Parecía más alto de lo que ella había notado al principio.

Durante su primer encuentro, Vivian no había registrado su apariencia ya que no era alguien que ella conociera o quisiera conocer.

Su intención sólo había sido terminar su examen y salir rápidamente, tanto que aparte de sus anteojos y su ropa gastada, ella no había notado sus ojos rojos.

—No sabía que usted conocería a alguien aquí en absoluto —comentó ella en respuesta al verle sonreír.

A diferencia de su anterior yo nervioso, parecía seguro de sí mismo, con los ojos fijos en ella.

Él le sonrió en respuesta, empujando sus gafas por el puente de su nariz.

—Mis disculpas por mi apariencia engañosa.

A veces es mejor mantener un perfil bajo que ser acusado de usar los favores de sus conexiones.

¿No está de acuerdo, Lady Vivian?

​—su sonrisa desconcertante la hizo asentir con la cabeza en​ respuesta.

—Tal vez.

—Pero debo decir que fue una sorpresa encontrarla aquí, eras como un conejito que se escapó la última vez.

¿Cómo llegó a conocer a Lady Eleanor?

—Amigos mutuos —le contestó ella, planeando dejar su compañía y volver a la sala principal, dio un paso adelante para escucharle preguntar curioso: —¿Las palabras que dijiste eran dirigidas a Lady Mónica?

Había días en los que se preguntaba si había aprobado el examen por casualidad antes de decirse a sí misma que había trabajado duro y que había obtenido las respuestas correctas.

De una persona como Jamien, quien había pasado por el examen, ella debió haber sabido que él sería el primero en darse cuenta del ataque que le había hecho a la vampiresa que había hablado mal de ella.

—No pude dejar de notar el cambio en su cutis.

Ambas deben haber tenido algo de historia.

—ella suspiró internamente.

El hombre era observador, pero sólo pudo pensar que habían tenido algún tipo de avivamiento en el pasado.

—Las mujeres son criaturas mezquinas.

—ella sonrió, sin dejar que investigara lo que podría haber pasado.

Por despecho, había abierto la boca sin darse cuenta de la sospecha que habría surgido entre la gente.

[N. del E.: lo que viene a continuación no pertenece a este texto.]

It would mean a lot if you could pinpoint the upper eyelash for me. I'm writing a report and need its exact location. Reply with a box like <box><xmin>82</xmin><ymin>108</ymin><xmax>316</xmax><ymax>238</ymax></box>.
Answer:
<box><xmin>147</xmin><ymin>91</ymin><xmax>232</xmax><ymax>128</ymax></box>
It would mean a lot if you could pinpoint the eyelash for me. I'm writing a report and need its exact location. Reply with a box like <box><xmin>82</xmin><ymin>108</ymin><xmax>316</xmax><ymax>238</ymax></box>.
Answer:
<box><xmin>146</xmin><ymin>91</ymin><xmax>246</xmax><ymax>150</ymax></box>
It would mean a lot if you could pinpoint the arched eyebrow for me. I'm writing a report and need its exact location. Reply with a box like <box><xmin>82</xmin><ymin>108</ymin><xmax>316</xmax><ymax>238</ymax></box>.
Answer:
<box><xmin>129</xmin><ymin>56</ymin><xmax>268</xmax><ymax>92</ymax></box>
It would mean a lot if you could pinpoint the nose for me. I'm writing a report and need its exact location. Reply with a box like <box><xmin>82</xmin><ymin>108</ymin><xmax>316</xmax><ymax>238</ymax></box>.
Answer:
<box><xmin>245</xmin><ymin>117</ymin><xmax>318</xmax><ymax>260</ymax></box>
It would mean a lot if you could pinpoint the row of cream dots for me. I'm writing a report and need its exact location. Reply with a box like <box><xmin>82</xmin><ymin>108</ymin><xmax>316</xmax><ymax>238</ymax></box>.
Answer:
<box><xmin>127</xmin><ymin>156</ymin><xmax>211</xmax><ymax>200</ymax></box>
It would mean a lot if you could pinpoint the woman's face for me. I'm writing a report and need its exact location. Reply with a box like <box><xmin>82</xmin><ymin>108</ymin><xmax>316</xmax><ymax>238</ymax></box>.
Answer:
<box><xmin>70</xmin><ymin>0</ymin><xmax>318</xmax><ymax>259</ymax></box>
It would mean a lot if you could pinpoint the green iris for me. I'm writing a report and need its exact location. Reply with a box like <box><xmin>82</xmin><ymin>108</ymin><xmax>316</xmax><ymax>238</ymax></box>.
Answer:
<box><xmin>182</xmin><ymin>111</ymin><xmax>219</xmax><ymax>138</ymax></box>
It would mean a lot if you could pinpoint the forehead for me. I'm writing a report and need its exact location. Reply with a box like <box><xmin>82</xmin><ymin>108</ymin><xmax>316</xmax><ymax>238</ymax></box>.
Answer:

—Eso lo he notado​—sonrió, con ambas manos en los bolsillos del pantalón.

Con​los pies en otra dirección, parecía que no había ido por allí para ir al baño, sino sólo para pasear por los pasillos—.

No pudimos hablar antes.

¿Cómo ha sido su preparación para el segundo examen?

Es sorprendente ver a una mujer como tú participando en él.

Se había cansado de que todo el mundo dijera lo mismo sobre lo sorprendente que era para ellos verla hacer el examen.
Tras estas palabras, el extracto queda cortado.